The Honorable Mogeng Mogeng is the current Chief Justice of South Africa.
He was appointed by President Jacob Zuma and assumed office on the 8th of September 2011.
He took over the position from Sandile Ngcobo.
His current deputy is Dikgang Moseneke.
Prior to this, Mogoeng Mogoeng served as the Justice of the Constitutional Court. He was appointed as the Justice of the Constitutional Court by Jacob Zuma in October 2009.
Mogeng Mogeng’s career in the justice system of South Africa has spanned decades.
From October 2002 to October 2009, he served as the Judge President of the North West High Court.
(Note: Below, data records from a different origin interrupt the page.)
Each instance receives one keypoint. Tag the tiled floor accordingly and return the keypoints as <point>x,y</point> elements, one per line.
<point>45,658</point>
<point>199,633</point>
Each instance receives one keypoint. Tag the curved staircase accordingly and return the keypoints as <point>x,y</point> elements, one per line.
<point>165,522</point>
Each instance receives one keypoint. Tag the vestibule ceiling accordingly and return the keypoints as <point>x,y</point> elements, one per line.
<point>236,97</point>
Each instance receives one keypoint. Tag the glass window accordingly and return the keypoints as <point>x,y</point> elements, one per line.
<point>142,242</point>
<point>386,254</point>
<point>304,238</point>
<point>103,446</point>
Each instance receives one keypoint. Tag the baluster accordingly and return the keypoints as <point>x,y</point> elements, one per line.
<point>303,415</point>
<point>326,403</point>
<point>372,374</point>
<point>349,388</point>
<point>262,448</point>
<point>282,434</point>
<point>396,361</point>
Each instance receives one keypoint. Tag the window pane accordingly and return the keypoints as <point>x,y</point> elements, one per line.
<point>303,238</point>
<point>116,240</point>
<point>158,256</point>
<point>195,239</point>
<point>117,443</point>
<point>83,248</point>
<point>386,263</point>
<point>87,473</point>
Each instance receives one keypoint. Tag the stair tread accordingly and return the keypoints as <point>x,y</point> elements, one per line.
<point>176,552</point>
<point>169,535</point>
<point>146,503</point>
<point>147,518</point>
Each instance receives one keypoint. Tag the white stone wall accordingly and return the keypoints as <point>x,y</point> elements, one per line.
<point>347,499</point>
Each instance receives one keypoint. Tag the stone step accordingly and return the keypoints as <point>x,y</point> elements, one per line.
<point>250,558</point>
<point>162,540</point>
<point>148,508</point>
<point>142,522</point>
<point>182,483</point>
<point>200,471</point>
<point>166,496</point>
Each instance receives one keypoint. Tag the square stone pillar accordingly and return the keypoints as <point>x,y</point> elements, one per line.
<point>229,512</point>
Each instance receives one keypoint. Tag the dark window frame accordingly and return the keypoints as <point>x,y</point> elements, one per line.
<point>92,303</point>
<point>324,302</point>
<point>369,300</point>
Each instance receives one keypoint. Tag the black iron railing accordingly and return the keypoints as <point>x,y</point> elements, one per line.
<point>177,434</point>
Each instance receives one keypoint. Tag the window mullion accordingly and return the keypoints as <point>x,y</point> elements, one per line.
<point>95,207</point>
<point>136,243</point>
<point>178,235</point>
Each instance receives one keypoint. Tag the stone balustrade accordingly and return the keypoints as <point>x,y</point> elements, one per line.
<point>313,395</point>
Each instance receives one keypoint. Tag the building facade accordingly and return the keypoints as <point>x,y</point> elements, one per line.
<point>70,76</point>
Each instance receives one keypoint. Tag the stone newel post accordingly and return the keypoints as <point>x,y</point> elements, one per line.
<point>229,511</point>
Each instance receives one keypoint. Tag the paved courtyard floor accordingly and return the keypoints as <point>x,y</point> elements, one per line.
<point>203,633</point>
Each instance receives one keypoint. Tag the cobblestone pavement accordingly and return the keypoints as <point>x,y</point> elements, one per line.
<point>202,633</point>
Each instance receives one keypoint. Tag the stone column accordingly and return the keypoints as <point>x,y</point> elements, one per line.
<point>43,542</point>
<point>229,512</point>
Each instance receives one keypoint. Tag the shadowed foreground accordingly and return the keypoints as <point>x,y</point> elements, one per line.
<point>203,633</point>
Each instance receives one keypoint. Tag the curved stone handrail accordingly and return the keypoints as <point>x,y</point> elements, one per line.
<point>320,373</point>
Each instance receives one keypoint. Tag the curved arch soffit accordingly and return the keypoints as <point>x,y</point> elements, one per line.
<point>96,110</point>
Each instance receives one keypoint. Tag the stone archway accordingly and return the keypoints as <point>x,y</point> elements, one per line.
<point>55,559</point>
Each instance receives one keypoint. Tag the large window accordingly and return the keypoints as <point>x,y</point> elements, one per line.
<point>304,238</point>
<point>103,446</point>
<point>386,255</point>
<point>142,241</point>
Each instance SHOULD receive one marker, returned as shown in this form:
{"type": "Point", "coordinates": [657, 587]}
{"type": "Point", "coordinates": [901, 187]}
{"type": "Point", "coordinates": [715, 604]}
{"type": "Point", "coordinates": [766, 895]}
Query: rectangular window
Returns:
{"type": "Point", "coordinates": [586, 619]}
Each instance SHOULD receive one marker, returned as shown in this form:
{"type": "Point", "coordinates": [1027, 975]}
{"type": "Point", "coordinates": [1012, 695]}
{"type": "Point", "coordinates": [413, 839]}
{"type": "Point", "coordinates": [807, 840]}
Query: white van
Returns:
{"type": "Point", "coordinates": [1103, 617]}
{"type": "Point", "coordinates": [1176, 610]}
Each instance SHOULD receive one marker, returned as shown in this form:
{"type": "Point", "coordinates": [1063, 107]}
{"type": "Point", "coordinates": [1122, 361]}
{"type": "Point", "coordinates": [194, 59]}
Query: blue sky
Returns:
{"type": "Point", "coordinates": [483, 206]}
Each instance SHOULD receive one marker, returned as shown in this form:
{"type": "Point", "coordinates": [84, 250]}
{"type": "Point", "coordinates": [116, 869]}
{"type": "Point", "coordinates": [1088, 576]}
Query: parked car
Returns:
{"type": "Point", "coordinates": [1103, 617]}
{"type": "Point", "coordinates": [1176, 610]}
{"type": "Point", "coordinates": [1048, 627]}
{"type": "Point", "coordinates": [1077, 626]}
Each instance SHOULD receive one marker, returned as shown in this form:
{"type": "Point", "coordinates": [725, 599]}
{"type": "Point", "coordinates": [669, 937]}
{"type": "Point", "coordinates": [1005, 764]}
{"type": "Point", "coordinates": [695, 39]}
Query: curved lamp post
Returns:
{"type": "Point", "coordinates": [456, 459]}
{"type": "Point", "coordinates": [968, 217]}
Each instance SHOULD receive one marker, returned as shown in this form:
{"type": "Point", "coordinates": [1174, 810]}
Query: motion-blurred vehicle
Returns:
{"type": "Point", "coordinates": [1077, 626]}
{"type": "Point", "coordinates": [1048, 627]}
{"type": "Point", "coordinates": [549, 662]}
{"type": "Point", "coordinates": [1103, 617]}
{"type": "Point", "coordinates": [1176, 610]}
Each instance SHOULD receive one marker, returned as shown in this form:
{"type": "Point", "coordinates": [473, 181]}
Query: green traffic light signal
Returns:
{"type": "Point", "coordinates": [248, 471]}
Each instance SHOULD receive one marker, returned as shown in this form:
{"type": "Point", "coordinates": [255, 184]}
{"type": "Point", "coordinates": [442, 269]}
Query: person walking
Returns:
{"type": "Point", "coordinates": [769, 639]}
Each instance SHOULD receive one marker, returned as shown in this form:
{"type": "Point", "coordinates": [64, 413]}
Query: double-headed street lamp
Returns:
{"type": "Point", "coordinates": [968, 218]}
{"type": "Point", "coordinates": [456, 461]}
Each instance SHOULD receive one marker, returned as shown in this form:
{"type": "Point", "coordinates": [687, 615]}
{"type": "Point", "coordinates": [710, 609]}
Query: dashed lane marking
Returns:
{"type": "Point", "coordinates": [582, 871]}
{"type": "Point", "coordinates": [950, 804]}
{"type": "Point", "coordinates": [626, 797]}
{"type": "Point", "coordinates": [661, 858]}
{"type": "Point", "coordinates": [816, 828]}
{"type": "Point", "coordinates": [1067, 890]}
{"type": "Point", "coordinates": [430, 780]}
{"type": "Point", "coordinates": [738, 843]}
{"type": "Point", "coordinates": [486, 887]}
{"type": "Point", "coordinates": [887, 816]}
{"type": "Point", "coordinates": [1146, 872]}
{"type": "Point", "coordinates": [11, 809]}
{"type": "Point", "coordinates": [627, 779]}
Before that, he functioned as a Judge for the North West High Court from June 1997 to October 2009.
He was appointed to be judge of the North West High Court by Nelson Mandela when he was President.
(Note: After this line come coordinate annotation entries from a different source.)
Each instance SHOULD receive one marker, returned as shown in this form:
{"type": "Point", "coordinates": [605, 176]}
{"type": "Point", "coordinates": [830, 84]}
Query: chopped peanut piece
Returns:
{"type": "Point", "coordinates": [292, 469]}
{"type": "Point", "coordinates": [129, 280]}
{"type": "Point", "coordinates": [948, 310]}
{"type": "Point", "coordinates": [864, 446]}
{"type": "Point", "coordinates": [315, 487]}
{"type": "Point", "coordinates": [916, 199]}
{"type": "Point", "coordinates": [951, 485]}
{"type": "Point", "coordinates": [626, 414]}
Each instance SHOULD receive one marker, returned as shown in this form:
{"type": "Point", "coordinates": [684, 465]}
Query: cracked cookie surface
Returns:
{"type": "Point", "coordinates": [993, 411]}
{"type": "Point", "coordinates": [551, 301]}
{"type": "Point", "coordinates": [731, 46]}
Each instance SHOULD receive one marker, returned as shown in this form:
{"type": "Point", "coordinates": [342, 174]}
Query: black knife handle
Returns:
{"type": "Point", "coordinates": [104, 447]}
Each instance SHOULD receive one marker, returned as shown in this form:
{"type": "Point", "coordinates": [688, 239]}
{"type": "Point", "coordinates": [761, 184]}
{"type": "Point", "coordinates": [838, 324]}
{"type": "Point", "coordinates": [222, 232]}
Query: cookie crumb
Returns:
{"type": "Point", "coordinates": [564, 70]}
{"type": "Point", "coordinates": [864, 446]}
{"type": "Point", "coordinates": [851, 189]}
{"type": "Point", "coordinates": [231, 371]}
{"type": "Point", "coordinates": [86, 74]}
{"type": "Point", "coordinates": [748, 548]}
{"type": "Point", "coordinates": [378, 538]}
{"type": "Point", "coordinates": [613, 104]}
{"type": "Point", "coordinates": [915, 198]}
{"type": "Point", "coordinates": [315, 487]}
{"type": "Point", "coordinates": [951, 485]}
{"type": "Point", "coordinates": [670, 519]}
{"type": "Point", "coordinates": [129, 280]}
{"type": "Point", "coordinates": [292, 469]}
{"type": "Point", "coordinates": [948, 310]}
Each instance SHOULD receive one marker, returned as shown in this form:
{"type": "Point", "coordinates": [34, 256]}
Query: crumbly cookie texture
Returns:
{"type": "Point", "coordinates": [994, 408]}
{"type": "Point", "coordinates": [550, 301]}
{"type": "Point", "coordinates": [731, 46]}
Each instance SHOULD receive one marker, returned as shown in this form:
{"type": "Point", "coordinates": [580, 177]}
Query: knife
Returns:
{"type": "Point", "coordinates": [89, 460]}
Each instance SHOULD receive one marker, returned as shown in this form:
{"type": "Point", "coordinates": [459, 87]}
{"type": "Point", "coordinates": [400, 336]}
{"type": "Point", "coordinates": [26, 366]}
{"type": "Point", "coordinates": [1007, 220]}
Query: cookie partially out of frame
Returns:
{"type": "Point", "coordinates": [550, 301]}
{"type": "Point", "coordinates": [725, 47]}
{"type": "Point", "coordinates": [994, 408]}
He was awarded an honorary doctorate by the North-West University in 2013.
Mogoeng Mogoeng Biography
Mogoeng Thomas Reetsang Mogoeng is currently fifty-five years.
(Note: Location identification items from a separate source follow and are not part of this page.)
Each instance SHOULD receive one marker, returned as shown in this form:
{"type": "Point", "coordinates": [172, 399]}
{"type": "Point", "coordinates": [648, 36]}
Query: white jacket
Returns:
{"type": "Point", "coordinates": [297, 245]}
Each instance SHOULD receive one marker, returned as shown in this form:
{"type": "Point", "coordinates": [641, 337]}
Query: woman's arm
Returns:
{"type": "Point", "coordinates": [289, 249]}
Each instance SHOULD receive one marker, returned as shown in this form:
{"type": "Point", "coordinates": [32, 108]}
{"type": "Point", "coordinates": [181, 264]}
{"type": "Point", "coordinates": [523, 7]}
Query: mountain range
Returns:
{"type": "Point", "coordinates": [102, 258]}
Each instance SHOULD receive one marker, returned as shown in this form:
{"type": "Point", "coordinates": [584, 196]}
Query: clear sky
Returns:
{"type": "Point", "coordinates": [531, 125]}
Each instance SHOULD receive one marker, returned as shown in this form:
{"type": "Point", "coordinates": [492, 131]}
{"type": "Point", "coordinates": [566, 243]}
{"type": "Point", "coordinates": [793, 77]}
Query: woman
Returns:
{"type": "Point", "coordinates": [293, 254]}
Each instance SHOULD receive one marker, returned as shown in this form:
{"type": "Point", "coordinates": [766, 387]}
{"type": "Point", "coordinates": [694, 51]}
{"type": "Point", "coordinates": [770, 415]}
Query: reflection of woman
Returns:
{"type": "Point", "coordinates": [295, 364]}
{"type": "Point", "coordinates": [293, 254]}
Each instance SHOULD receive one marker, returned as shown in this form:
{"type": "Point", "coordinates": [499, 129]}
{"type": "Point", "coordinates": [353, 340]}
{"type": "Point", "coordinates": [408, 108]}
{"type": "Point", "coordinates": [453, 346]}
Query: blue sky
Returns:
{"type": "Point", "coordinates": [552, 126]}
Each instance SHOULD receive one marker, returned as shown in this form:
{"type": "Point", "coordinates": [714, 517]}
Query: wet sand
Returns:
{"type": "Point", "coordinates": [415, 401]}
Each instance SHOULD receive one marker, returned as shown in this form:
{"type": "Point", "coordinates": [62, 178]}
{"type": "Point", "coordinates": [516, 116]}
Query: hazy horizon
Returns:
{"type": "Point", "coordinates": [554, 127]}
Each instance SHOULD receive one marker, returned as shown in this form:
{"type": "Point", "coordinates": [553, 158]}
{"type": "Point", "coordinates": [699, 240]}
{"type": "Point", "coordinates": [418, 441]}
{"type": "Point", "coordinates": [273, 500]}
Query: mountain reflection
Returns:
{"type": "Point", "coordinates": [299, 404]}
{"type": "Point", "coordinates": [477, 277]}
He was born on the 14th of January, 1961 in Goo-Mokgatha near Zeerust in South Africa’s North West Province.
He is currently married to Mmaphefo Mogoeng and the couple has three children together.
Mogoeng is a proud alumnus of University of Zululand, University of Natal and University of South Africa.
He identifies as a Christian Pentecostal. He is also a preacher at the Pentecostal Winners Chapel.
His mother was a domestic worker while his father was a miner.
Mogeoeng Mogoeng always possessed a political mindset having become politically active as early as high school.
He was suspended for a brief period of time for organizing a memorial for the fallen victims of the Soweto rising.
Mogoeng Mogoeng graduated from the University of Zululand in 1983 with a B. Juris. He later received his Bachelor of Laws from University of Natal in 1985.
During his time at University of Natal, he became involved with the Azanian Students’ Movement.
He later went on to work as the High Court Prosecutor in Mahikeng for the government of Bophuthatswana from 1985.
Bophuthatswana was one of the Bantustans set up during apartheid.
However, during this time – before the fall of apartheid – working in a Bantustan was considered stigmatizing.
He later went on to get his Masters of Laws from the University of South Africa in 1989.
He left Bophuthatswana the next year and began practicing as an advocate.
Mogoeng Mogoeng worked with the Johannesburg Bar for a limited period of time before returning to Mahikeng for work.
He served in Mahikeng for six years. During this time, he became the chair of the Bophuthatswana chapter of Layers For Human Rights. He also worked as a part time lecturer at the North-West University, at the time it was called the University of Bophuthatswana.
Mogoeng Mogoeng’s judicial career has spanned an impressive amount time.
Though he felt he was inexperienced for the position, he accepted the appointment to North West High Court in 1997.
In 2000, he became a judge for the Labour Appeal Court before becoming North West High Court’s Judge President in 2002.
Mogoeng Mogoeng was appointed with Johan Froneman, Sisi Khampepe and Chris Jafta to South Africa’s Constitutional Court in October 2009 as part of President Zuma first wave of judicial appointments.
The Constitutional Court is currently the highest court in South Africa.
In 2011, less than two years after his appointment to South Africa’s Constitutional Court, Mogoeng Mogoeng was nominated for Chief Justice.
The chances of him actually securing the appointment were slim considering the controversy surrounding his appointment.
The press, bar councils, local civic organizations, international civic organizations, the Tripartite Alliance and legal academics all strongly criticized his nomination.
First of all, he was one of the youngest members of the Constitutional Court. Before that, he was an unknown that served in one of the smallest high courts divisions.
While his lack of experience was a major reason for the criticism, his past judicial judgments were also being called into question.
In the ‘State v Dube’ case, Mogoeng Mogoeng did not recuse himself as judge when he realized his wife would be the state prosecutor for the case.
Mogoeng’s surprising and accelerated political ascension during President Zuma’s administration was also considered a cause for concern.
His undue leniency against perpetuators of rape and violence against women including a child rapist was definitely a cause for alarm.
Furthermore, he was nominated alongside Dikgang Moseneke, who was expected to garner the appointment.
Dikgang Moseneke had served in the Constitutional Court for nine years, was Deputy Chief Just for Six years and had been passed over once before when Sandile Ngcobo was appointed as Chief Justice.
However, against all odds, President Zuma confirmed Mogoeng’s appointment on the 8th of September 2011.